Cell Viability Analysis
GIST62V and GIST62Δ cells (8 × 103 cells/well) were seeded on a 96-well plate. After drug treatment, medium was removed and the cells were fixed with methanol for 10 minutes and stained with 0.05% of methylene blue for 1 hour. The cells were then washed with water and air-dried overnight. Hydrochloric acid (0.5N) was added to each well to dissolve the methylene blue stain and the absorbance was measured with the SpectraMax M5 microplate reader (Molecular Device) at 595 nm wavelength and normalized to the DMSO control group.
Patients And Specimens
Two hundred and fifty-one GISTs from National Cheng Kung University Hospital (NCKUH) were included, and their clinical records were retrospectively analyzed in this study. The study protocol was reviewed and approved by the Institutional Review Board of NCKUH (ER-104-157). Anonymous archived samples of GISTs were obtained from Human Biobank of NCKUH.
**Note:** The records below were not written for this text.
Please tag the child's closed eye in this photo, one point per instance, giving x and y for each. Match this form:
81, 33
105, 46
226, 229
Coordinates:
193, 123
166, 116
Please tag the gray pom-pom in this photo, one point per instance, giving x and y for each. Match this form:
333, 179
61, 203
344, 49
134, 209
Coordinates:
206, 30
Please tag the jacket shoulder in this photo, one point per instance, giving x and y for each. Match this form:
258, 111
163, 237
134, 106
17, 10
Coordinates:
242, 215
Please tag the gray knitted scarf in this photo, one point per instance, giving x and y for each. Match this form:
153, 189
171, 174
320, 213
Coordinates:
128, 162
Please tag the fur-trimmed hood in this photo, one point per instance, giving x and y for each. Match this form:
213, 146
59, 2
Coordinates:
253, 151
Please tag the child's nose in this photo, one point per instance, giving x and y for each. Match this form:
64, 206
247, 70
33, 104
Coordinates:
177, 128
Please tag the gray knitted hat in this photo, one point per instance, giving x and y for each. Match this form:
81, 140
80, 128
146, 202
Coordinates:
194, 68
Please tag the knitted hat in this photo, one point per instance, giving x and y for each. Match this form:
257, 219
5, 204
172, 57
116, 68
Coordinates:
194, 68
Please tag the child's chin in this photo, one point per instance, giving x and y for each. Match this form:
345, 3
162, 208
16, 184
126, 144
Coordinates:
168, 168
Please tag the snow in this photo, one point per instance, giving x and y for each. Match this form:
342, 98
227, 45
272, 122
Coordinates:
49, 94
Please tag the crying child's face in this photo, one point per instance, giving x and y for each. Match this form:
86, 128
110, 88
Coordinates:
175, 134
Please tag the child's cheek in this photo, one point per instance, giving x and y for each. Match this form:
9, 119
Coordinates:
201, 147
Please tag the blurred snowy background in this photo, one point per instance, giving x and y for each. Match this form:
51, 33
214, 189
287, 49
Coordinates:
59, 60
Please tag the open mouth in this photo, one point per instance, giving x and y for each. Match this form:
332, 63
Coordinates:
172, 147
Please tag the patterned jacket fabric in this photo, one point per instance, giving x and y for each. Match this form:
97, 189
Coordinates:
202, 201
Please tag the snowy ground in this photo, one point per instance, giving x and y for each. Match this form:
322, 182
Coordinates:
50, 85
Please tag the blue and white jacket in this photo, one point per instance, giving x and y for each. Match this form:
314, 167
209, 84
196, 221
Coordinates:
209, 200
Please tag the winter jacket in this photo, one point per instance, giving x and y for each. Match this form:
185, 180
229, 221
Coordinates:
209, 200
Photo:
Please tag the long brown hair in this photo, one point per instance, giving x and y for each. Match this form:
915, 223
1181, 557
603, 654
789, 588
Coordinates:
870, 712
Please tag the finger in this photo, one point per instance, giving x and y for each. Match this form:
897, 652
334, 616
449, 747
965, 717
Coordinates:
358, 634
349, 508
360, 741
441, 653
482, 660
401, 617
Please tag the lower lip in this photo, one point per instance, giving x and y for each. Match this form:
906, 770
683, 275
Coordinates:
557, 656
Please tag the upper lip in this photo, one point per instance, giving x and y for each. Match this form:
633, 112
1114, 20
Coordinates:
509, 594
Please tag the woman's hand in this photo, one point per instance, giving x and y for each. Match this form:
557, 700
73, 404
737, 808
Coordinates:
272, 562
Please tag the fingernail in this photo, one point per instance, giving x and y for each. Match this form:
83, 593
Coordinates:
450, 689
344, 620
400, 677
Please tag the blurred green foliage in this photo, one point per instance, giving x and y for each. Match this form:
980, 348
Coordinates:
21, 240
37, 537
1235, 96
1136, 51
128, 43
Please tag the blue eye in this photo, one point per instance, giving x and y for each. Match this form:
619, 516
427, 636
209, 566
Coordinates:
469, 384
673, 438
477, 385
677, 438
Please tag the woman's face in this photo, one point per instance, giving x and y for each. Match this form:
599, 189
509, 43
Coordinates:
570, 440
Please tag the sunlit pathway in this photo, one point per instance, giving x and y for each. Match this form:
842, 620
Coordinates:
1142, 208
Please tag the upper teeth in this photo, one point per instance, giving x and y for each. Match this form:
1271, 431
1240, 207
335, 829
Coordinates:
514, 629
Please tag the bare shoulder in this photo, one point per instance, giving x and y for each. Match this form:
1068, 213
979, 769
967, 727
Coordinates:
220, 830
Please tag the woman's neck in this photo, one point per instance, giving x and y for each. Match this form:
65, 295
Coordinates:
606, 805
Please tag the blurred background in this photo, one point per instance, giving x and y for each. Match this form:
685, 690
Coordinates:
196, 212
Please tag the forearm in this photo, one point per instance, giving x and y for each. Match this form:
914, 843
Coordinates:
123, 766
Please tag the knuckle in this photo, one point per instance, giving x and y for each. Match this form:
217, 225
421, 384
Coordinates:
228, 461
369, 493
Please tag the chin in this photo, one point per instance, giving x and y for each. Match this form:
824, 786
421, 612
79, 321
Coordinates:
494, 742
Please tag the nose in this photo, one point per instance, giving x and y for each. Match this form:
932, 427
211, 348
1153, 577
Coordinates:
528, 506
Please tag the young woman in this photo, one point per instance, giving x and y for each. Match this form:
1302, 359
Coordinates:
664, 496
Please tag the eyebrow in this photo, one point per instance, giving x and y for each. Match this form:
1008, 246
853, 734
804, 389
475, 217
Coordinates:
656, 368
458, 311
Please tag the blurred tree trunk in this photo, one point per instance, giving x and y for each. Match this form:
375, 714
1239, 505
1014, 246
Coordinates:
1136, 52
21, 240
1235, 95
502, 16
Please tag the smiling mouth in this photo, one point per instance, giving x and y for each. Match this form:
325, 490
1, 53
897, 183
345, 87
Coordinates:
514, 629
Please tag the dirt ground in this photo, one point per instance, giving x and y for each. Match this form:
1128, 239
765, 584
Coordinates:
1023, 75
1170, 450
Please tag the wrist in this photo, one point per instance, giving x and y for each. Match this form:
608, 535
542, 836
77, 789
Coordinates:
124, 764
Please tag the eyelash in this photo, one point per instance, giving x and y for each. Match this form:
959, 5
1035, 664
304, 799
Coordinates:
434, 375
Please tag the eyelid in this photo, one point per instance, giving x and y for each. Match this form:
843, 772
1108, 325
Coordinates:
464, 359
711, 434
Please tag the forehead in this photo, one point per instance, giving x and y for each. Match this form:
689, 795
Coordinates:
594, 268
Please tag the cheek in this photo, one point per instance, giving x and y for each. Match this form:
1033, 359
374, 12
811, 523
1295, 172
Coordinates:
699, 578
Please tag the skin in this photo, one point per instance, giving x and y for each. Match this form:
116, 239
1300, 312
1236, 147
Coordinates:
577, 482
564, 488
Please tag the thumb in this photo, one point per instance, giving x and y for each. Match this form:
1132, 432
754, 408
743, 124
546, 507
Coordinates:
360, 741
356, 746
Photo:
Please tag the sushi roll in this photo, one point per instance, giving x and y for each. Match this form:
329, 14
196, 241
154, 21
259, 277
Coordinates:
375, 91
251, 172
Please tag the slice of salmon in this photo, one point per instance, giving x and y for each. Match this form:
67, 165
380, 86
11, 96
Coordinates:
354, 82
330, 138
Statistical evaluation was conducted using GraphPad Prism software version 5.01 (GraphPad, Inc.). Values are expressed as means ± SEM. Differences between groups were determined by Student’s t test and ANOVA. The survival probability was calculated with the Kaplan-Meier method. P value less than 0.05 was considered to be statistically significant (*p < 0.05, **p < 0.01, ***p < 0.001).